3
votes

As it's inefficiently to ack all messages in Storm, among the whole components of my topology, only some of them needs to guarantee message processing, and I'd like to know is there a proper way to do this.

For instance, I have a TimingBolt which takes tick tuple to make the job work under a specific cycle:

// TimingBolt
@Override
public void execute(Tuple input) {
    if (TupleUtils.isTick(input)) {
        collector.emit(streamA, input, new Values("Tick"));
    } else {
        collector.emit(streamB, new Values("Message"));
    }
}

I want to guarantee the "Tick" message be sent explicitly once to the bolt after TimingBolt

// The AggregateBolt after TimingBolt
@Override
public void execute(Tuple input) {
    if (input.getString(0).equals("Tick")) {
        collector.emit(new Values("Get Tick"));
        collector.ack();
    } else {
        // do something else
        collector.emit(new Values("Not Tick"));
    }
}

and I hope that bolts except TimingBolt and AggregateBolt could be out of range of the ACK tree.

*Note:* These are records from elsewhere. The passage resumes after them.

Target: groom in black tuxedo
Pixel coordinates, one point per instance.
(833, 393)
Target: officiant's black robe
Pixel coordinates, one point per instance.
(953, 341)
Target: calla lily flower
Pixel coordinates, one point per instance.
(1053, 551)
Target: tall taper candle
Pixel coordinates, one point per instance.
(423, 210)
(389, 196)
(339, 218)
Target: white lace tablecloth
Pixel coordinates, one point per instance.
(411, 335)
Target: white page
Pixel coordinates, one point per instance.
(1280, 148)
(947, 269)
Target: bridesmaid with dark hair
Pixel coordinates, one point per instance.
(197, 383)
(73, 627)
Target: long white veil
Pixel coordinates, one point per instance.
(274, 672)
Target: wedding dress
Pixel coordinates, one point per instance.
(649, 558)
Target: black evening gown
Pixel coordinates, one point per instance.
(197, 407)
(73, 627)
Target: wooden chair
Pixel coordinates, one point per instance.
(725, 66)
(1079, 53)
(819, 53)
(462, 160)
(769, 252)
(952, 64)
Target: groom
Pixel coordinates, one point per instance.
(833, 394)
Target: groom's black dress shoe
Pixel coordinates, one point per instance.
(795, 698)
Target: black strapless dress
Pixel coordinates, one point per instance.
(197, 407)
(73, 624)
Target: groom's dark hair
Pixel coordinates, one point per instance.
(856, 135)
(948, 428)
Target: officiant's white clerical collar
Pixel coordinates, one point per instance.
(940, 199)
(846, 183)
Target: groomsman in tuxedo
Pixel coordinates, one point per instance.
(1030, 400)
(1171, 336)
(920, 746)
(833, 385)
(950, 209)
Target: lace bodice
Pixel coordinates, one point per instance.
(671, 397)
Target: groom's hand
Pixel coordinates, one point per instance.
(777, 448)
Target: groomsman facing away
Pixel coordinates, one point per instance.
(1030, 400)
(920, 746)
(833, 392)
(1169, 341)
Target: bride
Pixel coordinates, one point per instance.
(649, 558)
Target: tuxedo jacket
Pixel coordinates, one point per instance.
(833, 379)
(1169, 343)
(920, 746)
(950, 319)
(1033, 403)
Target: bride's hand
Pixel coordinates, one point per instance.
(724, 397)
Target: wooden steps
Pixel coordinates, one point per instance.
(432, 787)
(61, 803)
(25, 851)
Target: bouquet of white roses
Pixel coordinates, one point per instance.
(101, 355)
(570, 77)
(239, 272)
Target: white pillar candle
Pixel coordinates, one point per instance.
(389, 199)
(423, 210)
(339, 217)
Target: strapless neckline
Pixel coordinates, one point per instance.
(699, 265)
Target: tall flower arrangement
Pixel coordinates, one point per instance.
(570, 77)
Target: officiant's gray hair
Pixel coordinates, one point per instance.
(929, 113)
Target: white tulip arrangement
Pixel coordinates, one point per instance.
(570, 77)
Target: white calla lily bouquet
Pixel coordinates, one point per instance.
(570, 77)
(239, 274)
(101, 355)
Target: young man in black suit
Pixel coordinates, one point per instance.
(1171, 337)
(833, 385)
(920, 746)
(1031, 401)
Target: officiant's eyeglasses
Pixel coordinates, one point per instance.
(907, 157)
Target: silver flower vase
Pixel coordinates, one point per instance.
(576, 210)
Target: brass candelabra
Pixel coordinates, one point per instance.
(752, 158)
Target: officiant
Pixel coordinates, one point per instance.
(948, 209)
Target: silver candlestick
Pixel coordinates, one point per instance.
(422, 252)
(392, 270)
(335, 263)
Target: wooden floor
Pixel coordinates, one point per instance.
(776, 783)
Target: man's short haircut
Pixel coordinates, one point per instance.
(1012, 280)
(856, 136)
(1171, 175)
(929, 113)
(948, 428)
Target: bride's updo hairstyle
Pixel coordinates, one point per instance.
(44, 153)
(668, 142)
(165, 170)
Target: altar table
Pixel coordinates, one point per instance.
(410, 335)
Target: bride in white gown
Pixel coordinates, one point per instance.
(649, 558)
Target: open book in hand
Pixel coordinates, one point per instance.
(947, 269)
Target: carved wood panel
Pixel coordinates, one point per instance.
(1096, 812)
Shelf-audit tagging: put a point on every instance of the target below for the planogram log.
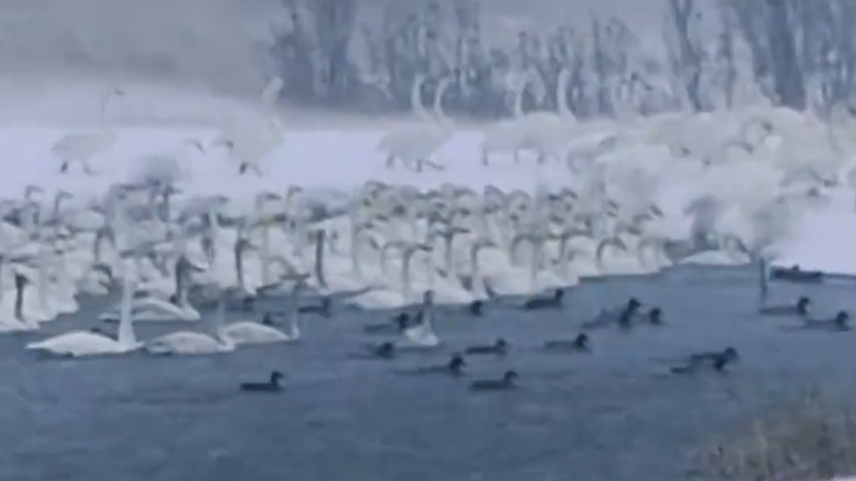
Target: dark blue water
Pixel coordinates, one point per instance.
(608, 416)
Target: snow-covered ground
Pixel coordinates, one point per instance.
(671, 161)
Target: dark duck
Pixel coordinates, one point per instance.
(499, 347)
(396, 324)
(271, 386)
(581, 343)
(799, 308)
(539, 303)
(506, 383)
(623, 316)
(841, 322)
(715, 360)
(385, 350)
(455, 367)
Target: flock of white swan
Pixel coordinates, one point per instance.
(643, 197)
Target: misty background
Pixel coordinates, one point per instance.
(198, 60)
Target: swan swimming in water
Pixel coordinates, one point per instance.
(249, 332)
(508, 382)
(89, 343)
(190, 343)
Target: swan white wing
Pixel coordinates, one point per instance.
(79, 344)
(248, 332)
(186, 343)
(83, 145)
(154, 309)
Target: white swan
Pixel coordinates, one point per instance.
(190, 343)
(422, 334)
(250, 141)
(415, 144)
(250, 332)
(151, 308)
(89, 343)
(506, 135)
(545, 132)
(82, 147)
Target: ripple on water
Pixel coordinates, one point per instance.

The document http://storm.apache.org/documentation/Guaranteeing-message-processing.html does not show anything about this matter. Is this a valid scene, or is starting ack from spout the only way to make the acker work?

1

1 Answers

2
votes

You have to start from the spout.

To be clear, you're not guaranteed message delivery with what's called "a reliable topology". Instead you're guaranteed that either a tuple and all of it's "descendant tuples" are completely delivered and processed or that the spout will be notified of the failure. Failed messages can be automatically re-emitted, but ultimately there is a small window in which a tuple is no longer retried. In order for that to work, the spout has some reliable tuple behavior that bolts do not: (1) the ability to emit an object id with a tuple and (2) methods that are called with that id when the tuple ultimately succeeds or fails (ack(id) and fail(id), respectively). As bolts don't have those behaviors, you can't start reliable tuple processing from a bolt.

Consider directly configuring your second bolt with TOPOLOGY_TICK_TUPLE_FREQ_SECS.